Tough times for the locusts

German regulators are currently considering several items that could impact the private equity community, both domestic and foreign.
The tax situation for private equity funds looks likely to improve, but two new regulatory proposals could have a negative impact. On the tax front, more clarity will benefit foreign funds, says Hans Stamm, a partner at Clifford Chance based in Munich. Until 2007, German investors in foreign private equity funds have in practice been subject to a high penalty tax. If these did not comply with German investment funds tax reporting. As of January 1, 2008 German law was changed such that funds which are closed ended, i.e. not granting investors any redemption rights and are not in their home jurisdiction regulated as an investment fund, are not subject to these stringent rules.
But some ambiguity remained in what was meant by “redemption rights.” In response, the German financial services regulator, BaFin, has issued a proposed circular defining redemption rights as the right to redeem shares or interest in a fund within any two year period. As this sort of redemption right is not market practice for most private equity funds and also to many private equity real estate funds, it is good news for the industry. Even better news for private equity is an explicit safe harbor for non-German funds which invest more than 20 percent of their assets in private equity.
On the regulatory front, however, there are eventually “dark clouds on the horizon,” Stamm says. As in the US and the UK, German regulatory authorities are considering increasing regulation of private equity funds. Regulators are mulling a proposal to change the German Banking Act to require that any private fund that raises money from non-institutional investors or invests in financial instruments carry a banking license. An official draft of the proposal will likely come out this fall.
“I think currently it’s very clear, were this new rule to apply to private equity funds, that it’s really a no-go, because they would need to register with the German banking authorities; they would need to establish a physical presence in the German market; they would face ongoing reporting obligations, and so on,” Stamm says.
At press time, another draft bill was circulating regarding amendments to the Foreign Trade and Payments Act that would give the Federal Ministry of Economics and Technology the right to review foreign acquisitions of stakes of 25 percent or more of the voting rights of German companies. The bill could have implications for foreign investors – particularly sovereign wealth funds – looking to buy companies in strategic sectors including energy, telecommunications, financial institutions, insurance and transportation.
But Michael Fischer, a partner at Reed Smith who specializes in German corporate law, says that the law might not have as much impact as foreign acquirers might fear. In order for the ministry to veto a deal it must demonstrate that the acquisition would present a threat to public policy or public security under a very narrow definition accepted by the European Court of Justice.

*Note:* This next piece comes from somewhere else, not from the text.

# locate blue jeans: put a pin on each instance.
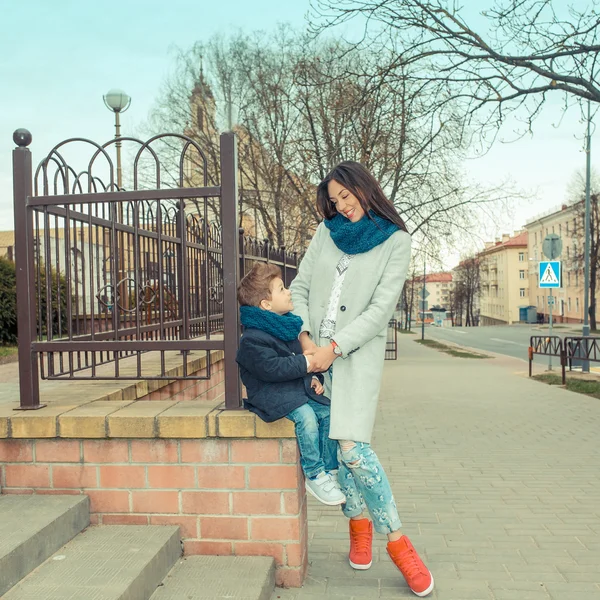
(317, 452)
(365, 485)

“At the end of the day there will be very, very few scenarios where investments would be prohibited,” Fischer says. “Even with this legislation Germany will still fall behind what you see in the US or France.”
He also notes that the ministry has just three months to review a transaction once it has been signed and another two months to prohibit or to limit the transaction or to issue instructions. If any parties request that the ministry review a deal it has just the two months to make a decision, after which the deal is automatically deemed valid. For transactions of sensitive nature, he recommends that the parties to the transactions initiate a potential review and notify the ministry of the transaction to bring about deal certainty.